Reputation: 15
I am trying to run a hive/spark submit from python using subprocess
module. I am trying to write the data output to a file (log file). cCn you please help me in this?
import subprocess
file = ["hive" "-f" "test.sql"]
process = subprocess.Popen(file,shell=False,stderr=subprocess.PIPE,
stdout=subprocess.STDOUT,universal_newlines=True)
process.wait()
out,err=process.communicate()
The out
file I need to write it to new file let say test.log
/test.txt
file.
Upvotes: 0
Views: 372
Reputation: 189477
You have an error in your command; the list needs to have commas between the strings (otherwise you are pasting together the individual strings to a single long string "hive-ftest.sql"
!)
As pointed out in the subprocess
documentation, you should generally avoid bare Popen
when you can.

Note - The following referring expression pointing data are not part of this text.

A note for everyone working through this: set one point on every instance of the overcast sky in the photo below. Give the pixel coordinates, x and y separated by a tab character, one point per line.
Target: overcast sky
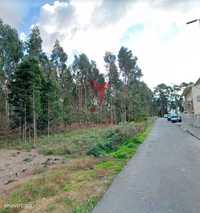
155	30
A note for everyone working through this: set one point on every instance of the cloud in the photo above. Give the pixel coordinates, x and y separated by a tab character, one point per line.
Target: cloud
167	49
111	11
13	11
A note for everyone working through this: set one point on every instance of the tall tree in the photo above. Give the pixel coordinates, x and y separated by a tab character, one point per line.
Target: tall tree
115	86
130	73
34	43
25	96
10	54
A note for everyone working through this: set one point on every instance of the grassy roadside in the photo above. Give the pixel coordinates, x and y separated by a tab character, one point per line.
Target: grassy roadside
95	157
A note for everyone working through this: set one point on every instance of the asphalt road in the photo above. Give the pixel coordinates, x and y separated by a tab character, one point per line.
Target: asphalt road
164	176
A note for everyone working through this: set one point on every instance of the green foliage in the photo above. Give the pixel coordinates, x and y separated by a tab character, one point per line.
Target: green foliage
86	207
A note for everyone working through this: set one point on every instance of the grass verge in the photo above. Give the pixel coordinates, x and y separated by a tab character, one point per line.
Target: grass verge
77	186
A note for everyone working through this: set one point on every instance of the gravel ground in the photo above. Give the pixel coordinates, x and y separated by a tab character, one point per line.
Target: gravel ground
16	165
164	176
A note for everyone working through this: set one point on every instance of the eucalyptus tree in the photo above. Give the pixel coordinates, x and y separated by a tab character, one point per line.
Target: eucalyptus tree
131	73
10	54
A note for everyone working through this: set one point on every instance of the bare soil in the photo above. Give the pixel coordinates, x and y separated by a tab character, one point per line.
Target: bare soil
16	165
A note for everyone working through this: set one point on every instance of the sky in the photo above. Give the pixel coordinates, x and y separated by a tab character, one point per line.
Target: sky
168	50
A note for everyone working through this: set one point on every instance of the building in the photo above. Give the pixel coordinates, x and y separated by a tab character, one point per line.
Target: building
192	104
188	100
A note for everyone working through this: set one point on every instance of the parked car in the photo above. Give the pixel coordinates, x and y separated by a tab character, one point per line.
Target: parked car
165	116
169	117
175	118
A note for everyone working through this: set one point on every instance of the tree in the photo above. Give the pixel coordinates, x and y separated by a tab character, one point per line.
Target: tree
34	43
10	54
130	72
82	73
162	95
115	86
64	80
25	96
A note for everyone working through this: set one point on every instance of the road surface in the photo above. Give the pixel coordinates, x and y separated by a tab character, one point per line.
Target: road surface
164	176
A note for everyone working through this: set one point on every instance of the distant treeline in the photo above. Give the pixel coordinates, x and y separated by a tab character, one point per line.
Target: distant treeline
41	94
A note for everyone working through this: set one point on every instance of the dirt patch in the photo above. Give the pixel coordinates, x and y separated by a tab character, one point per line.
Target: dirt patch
16	165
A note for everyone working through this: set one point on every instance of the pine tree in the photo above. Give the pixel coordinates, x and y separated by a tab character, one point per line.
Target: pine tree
25	96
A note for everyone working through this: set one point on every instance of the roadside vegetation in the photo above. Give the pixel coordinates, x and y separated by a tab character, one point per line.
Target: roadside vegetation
43	97
94	156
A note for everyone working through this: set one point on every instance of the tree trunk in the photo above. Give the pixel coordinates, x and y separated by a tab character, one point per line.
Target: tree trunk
34	121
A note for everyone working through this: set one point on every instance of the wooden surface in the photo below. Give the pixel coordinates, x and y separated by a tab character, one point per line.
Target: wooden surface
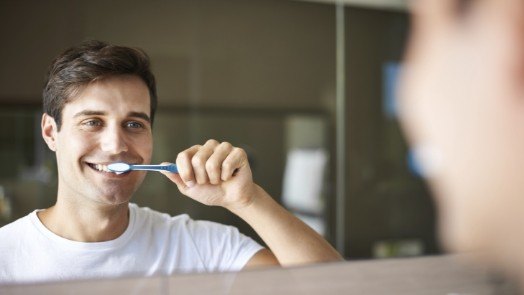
428	275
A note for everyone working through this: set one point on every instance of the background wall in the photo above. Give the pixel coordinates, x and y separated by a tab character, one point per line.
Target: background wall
235	70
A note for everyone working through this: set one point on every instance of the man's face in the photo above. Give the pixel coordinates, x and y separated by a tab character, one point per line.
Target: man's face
106	122
462	103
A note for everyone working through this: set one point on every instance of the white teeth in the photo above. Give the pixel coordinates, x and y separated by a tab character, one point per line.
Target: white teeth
101	167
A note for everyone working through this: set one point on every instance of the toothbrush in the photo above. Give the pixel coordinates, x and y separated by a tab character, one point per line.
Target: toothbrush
124	167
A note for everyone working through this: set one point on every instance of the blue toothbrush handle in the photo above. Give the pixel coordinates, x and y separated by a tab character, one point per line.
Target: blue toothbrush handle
171	168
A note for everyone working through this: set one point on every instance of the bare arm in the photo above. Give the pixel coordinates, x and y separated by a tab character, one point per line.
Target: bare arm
218	174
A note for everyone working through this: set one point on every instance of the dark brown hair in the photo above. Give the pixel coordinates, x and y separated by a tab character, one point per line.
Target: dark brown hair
90	61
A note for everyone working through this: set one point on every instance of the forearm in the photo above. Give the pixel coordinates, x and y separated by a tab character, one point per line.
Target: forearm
290	240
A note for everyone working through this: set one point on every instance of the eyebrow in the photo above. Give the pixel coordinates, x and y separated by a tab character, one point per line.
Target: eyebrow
140	115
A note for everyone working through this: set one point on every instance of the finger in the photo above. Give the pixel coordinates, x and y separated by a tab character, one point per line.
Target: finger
185	168
174	177
200	159
235	160
214	164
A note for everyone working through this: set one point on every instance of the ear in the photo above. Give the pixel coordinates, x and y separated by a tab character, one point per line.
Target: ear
49	131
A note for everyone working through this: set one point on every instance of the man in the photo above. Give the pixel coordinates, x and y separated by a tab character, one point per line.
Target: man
99	106
463	110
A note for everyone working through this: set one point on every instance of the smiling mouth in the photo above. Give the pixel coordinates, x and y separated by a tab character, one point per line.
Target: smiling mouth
102	168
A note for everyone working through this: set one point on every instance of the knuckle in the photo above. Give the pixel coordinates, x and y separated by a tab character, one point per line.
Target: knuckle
226	145
211	166
197	160
211	142
227	165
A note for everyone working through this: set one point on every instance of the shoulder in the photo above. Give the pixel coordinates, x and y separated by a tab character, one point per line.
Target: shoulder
182	223
16	227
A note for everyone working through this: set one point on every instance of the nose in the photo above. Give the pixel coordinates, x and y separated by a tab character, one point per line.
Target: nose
113	140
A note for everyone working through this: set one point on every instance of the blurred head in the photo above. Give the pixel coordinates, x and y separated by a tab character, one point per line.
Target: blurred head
89	62
462	107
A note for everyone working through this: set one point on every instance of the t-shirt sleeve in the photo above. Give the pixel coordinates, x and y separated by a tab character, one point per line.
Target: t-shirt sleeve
221	247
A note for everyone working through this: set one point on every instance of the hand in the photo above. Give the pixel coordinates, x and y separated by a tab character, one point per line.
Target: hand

If all you need is for a command to run to completion, subprocess.run
or its legacy siblings check_call
et al. should be preferred for simplicity and robustness.
import subprocess
# Renamed the variable; this is not a "file" by any stretch
cmd = ["hive", "-f", "test.sql"]
with open(filename, "wb") as outputfile:
process = subprocess.run(cmd, stdout=outputfile, check=True)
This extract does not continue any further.